I built my search stack backwards—on purpose.

Most teams start with retrieval and ranking, then try to bolt “understanding” onto the front once users complain that the system returns something, just not the thing they asked for.

I did the opposite because the entry point isn’t a search box. It’s a voice-first operations assistant. Voice changes the economics of every decision:

So I wrote a pattern-first QueryParserAgent that does deterministic intent classification and entity extraction before anything expensive happens.

This post is intentionally not a rehash of my earlier voice router write-up. The router is about which agent should handle a request. This post is about how I compile language into a structured query plan—the internals, the rule design, the caching choices, the ambiguity triggers, and the benchmarks that kept me honest.


What went wrong first (the incident that forced the rewrite)

My first implementation was the obvious one: after speech-to-text, I shipped the raw transcript to an LLM with a prompt like “extract filters and intent as JSON.” It looked great in demos.

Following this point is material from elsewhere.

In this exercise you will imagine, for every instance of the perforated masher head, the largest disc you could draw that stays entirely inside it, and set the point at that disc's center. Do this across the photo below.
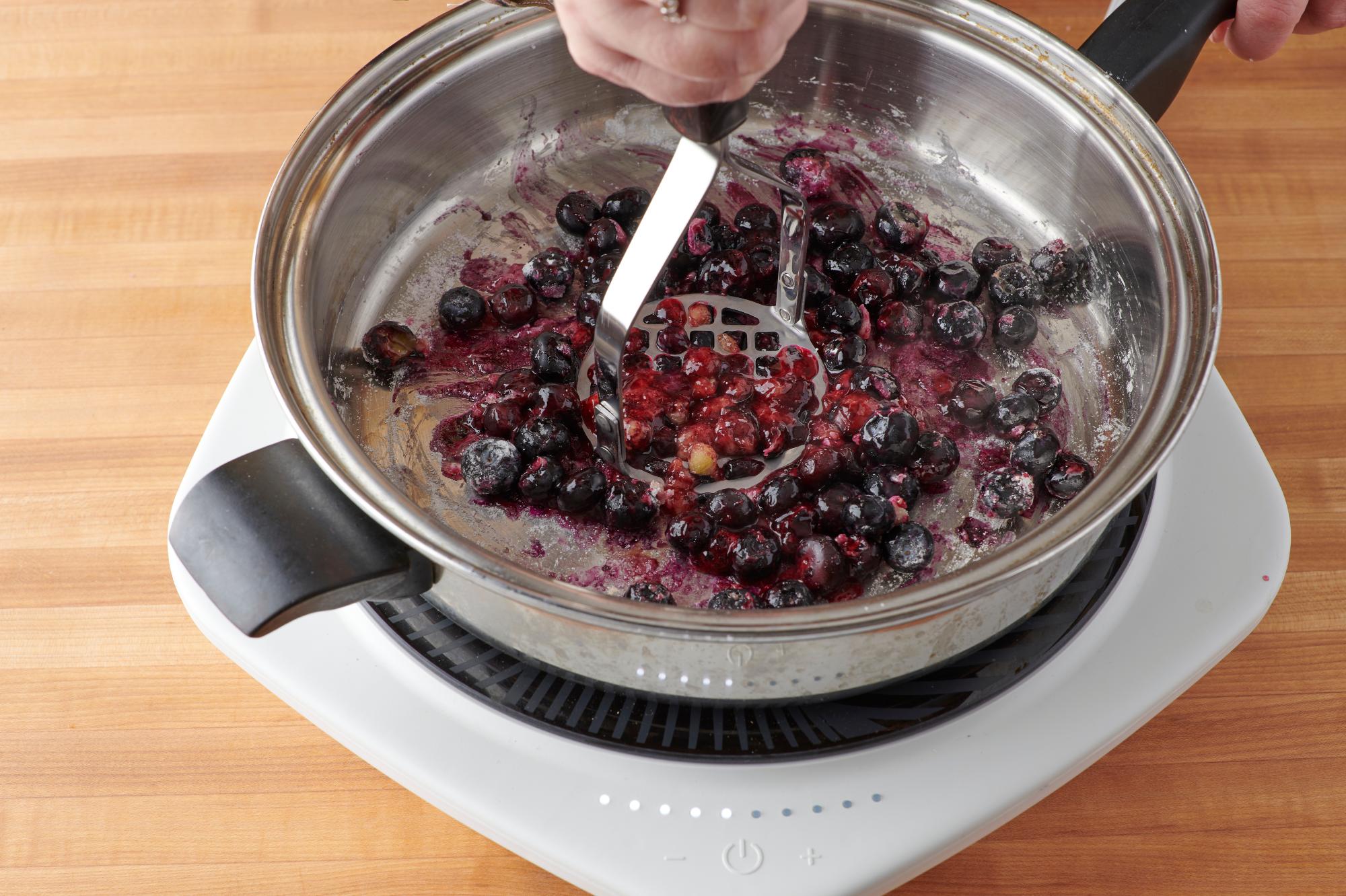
(756, 330)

Then I put it in front of real users.

The failure showed up in two places at once:

  1. Latency spikes during normal traffic
    • We saw “voice turns” where the assistant would pause long enough that users repeated themselves.
    • In traces, the LLM parse step dominated the critical path whenever the model gateway was cold, rate-limited, or simply slow.
  2. Inconsistent structure on underspecified queries
    • The same spoken pattern would yield different JSON across turns.
    • Worse: when users said things like “how many open tickets in Dallas,” the LLM sometimes returned a search plan (list results) instead of a count plan.

The query that finally broke my patience was a simple refinement:

“Only show urgent.”

A human hears that as “apply a priority filter to the current result set.”

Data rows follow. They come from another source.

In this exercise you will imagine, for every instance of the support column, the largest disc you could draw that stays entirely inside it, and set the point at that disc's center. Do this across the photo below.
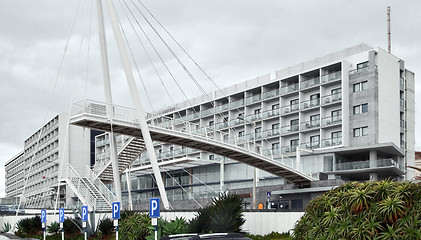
(373, 164)
(108, 99)
(136, 100)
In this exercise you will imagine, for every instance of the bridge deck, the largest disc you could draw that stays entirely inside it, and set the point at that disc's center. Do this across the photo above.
(99, 122)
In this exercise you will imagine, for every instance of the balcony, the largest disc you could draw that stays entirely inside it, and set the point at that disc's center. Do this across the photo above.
(311, 145)
(237, 103)
(290, 129)
(331, 77)
(331, 98)
(270, 113)
(290, 108)
(289, 149)
(310, 125)
(331, 142)
(309, 83)
(207, 112)
(333, 120)
(270, 94)
(290, 88)
(388, 162)
(310, 103)
(270, 133)
(253, 99)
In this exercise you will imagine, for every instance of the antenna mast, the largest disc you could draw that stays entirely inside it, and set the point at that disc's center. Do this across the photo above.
(389, 42)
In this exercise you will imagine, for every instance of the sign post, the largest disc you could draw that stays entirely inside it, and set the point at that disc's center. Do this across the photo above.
(61, 221)
(44, 222)
(116, 216)
(154, 213)
(268, 195)
(85, 219)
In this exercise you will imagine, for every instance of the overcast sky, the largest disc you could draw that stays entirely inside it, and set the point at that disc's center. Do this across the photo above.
(231, 40)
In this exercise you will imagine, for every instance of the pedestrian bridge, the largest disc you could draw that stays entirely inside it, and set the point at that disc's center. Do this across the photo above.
(123, 120)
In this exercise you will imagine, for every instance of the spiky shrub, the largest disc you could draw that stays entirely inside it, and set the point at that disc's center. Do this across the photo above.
(6, 227)
(370, 210)
(135, 227)
(223, 215)
(28, 226)
(53, 228)
(106, 227)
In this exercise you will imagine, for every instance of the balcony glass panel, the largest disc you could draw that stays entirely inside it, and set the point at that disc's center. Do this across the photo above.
(290, 108)
(331, 98)
(290, 129)
(270, 113)
(331, 77)
(253, 99)
(310, 124)
(310, 103)
(271, 93)
(332, 120)
(289, 88)
(237, 103)
(310, 82)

The LLM heard it as “start a new search for urgent items,” which erased context. In a voice experience, that’s not a minor bug—it’s a trust killer.

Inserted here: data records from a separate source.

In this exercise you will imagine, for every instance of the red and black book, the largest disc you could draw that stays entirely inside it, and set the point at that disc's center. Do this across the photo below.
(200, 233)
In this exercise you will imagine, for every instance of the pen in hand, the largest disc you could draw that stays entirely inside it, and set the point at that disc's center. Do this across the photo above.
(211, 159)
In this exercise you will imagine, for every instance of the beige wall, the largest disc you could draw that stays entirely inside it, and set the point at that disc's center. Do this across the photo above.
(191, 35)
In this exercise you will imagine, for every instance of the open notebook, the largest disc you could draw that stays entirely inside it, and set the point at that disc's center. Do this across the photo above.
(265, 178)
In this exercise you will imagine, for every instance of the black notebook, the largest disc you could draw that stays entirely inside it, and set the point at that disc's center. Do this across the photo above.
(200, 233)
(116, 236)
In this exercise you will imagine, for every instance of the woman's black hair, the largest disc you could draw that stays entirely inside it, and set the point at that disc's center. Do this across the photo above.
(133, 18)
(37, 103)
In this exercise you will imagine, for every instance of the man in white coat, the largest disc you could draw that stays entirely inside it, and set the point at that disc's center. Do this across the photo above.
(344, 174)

That incident is what made me flip the architecture: I wanted a parser that would be boring, deterministic, and measurable.


The core idea: treat search like compilation

I now treat the first stage as a compiler front-end:

  1. Tokenize + normalize the utterance.
  2. Classify intent into a small enum.
  3. Extract entities into typed fields.
  4. Produce a query plan that downstream components execute.

If the parser can’t confidently classify, that’s not a reason to “guess harder.” It’s a reason to mark the result ambiguous and let the higher-level router decide whether to ask a follow-up question or use a heavier classifier.

One analogy (used once)

Think of the parser as a circuit breaker panel. It doesn’t “think” about what you meant—it flips a specific breaker based on deterministic rules so the rest of the house stays stable.


Where this lives in my codebase

In the voice assistant service, the relevant modules are split cleanly:

The router decides which capability to invoke; the query parser decides what exact operation search should perform.


Architecture: the parser’s position in the path

The parser is the first gate in the search flow. It doesn’t fetch results. It produces a structured request.

The important constraint is that SearchAgent is never asked to interpret language. It is asked to execute a plan.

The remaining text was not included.